Thank you to Supersapiens
For the past two years, every free-to-air episode of The Cycling Podcast has been sponsored by Supersapiens but, as you may have heard in this week’s episodes, it is time to say farewell and good luck.
We have been very proud to be sponsored by such a dynamic, innovative tech company and we hope that over the past two years we have helped to demystify continuous glucose monitoring technology and explain how it can help people to understand their bodies better and reach new heights.
It goes without saying that their sponsorship has been incredibly important to us. It has helped us to keep the regular shows and our daily grand tour coverage, recorded on location at the races, free for all to listen to. It enabled us to add daily coverage of the Tour de France Femmes last summer and gave us the security to take a risk with a series like the Tour d’Écosse, which ended up winning a Sports Podcast Award. And, on a personal note, using the continuous glucose monitor and seeing how the data related to how I felt prompted me to make some small but significant changes to my diet and helped me on a journey to losing weight and feeling better on and off the bike.

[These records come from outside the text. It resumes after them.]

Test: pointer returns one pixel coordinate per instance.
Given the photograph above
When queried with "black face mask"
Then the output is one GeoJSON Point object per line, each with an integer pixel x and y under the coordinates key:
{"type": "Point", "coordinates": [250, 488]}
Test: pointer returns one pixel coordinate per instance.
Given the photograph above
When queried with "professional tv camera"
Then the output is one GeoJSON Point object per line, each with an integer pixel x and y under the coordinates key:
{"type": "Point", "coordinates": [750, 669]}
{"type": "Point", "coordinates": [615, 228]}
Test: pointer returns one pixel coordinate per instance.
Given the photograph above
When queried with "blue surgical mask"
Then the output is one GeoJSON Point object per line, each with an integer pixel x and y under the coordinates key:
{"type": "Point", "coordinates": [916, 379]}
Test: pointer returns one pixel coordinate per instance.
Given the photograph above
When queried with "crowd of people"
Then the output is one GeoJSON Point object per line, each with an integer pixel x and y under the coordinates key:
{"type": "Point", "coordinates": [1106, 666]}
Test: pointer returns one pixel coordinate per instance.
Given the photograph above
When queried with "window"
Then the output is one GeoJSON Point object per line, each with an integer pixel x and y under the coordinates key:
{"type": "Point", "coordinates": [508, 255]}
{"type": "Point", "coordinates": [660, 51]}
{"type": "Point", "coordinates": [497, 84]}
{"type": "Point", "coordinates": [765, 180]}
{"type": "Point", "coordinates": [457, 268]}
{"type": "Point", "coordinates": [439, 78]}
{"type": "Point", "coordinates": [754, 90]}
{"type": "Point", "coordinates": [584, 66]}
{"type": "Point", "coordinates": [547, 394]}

Daniel and I would like to thank everyone at Supersapiens for their support, particularly two of the company’s founders, Phil Southerland and Fitzalan Crowe. Congratulations to Phil for his 3:17 at the London Marathon at the weekend too.
Go to Supersapiens.com to find out more about the technology.
From the Friends of the Podcast archive
When Remco Evenepoel won the Vuelta a España last summer, he became the first Belgian grand tour champion since… who?
It’s a good question, one that might have you stumped. Even looking at the photograph above might not help you much because his is not a famous face or a household name.
The answer is Johan De Muynck, who won the Giro’s maglia rosa in 1978.
Now Remco – who is already well on his way to superstardom – is seeking to become the first Belgian Giro champion in 45 years, which gives me a good excuse to mention our Friends of the Podcast episode, In Search of the Pink Panther.
Back in 2018, I went on something of a magical mystery tour to find out why, for all their cycling fanaticism and Classics expertise, the Belgians had struggled to produce a grand tour champion in four decades, let alone a successor to the great Eddy Merckx.
I started off at the velodrome named after the Cannibal and asked whether the long shadow cast by the GOAT meant Belgian riders were destined never to emerge from the shade.
Then there was a surreal lunch with the charismatic, actually downright eccentric, Roger De Vlaeminck, followed by a meeting with De Muynck himself, who couldn’t have been more different. It was one of the most enjoyable Friends Specials I’ve put together.
I love all the Giro podcasts and look forward to them every year!
I’m looking forward to the in-depth interview with Hansen and I hope you address something that’s always confused me - how can the CPA ever be a truly independent voice for the riders if it gets funding from the UCI? That’s like the coal mining company owning the union. And what happened to the Riders Union? Interesting stuff!